La amistad y el respeto son pilares fundamentales de la vida, y que sigan firmes es un testamento a la fortaleza del espíritu humano. Pero si la gente se siente bien tratada en petit comité, y aun así experimenta niveles récord de ansiedad, el problema no reside en los fallos del carácter de cada individuo, sino en los de la estructura social (política, económica, laboral, etc.). Lo que está drenando el pozo de nuestra calma es el ruido constante de la híper-conectividad, la precariedad económica, la incertidumbre climática o la fatiga informativa.
Hemos llegado a un punto donde los líderes sociales (políticos, empresariales, religiosos, etc.) ya no pueden ignorar el malestar emocional. Es insostenible no solo en términos de salud social, sino también de productividad y es peligroso en términos de cohesión social. Tratar la salud mental únicamente como un asunto clínico o una responsabilidad individual es negligencia pública. Ya lo apuntaba Émile Durkheim a principios del siglo pasado al estudiar el suicidio, que precisamente se ha convertido en la segunda causa de muerte no natural entre los jóvenes (algo nunca visto hasta ahora).
En base al informe, la solución pasa por elevar el bienestar emocional al nivel de política de Estado. Lo que significa:
– Priorizar la estabilidad, no solo el crecimiento: diseñar sistemas laborales que valoren el tiempo de descanso y la desconexión tanto como la eficiencia.

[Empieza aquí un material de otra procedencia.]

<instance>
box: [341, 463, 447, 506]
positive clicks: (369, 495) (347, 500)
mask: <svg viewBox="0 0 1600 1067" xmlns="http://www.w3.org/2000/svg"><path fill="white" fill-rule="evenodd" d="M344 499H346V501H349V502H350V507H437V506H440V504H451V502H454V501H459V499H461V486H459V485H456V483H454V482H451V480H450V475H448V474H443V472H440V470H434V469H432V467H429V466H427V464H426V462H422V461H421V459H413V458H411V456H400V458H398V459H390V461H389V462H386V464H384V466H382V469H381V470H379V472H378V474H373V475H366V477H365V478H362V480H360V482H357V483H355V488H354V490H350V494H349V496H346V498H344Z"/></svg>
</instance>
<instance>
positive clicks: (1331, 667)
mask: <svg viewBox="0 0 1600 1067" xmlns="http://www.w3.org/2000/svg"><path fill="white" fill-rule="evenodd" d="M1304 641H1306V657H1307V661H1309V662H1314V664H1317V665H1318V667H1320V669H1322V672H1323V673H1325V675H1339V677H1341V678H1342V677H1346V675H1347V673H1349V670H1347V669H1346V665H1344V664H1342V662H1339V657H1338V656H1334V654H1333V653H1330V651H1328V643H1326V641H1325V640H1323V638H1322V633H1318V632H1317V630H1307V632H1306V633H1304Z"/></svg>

– Invertir en conectividad real: fomentar espacios comunitarios y políticas que promuevan la interacción humana genuina, revirtiendo la fragmentación social.
– Liderazgo empático: exigir a nuestros líderes que dejen de usar el miedo y la polarización como armas arrojadizas, reconociendo que la retórica tóxica es un contaminante emocional.
Si el propósito de cualquier Estado debería ser crear condiciones para que sus ciudadanos prosperen, no podemos permitir que miles de millones vivan emocionalmente colapsados. El informe es un espejo de esto. Si la imagen reflejada nos incomoda, no es momento de romperlo, sino de empezar a reconstruir la infraestructura vital que hemos descuidado: la calma y la salud de nuestra mente y de nuestra gente. Es la única forma de garantizar no solo la paz global, sino la paz que cada uno necesita para levantarse por la mañana.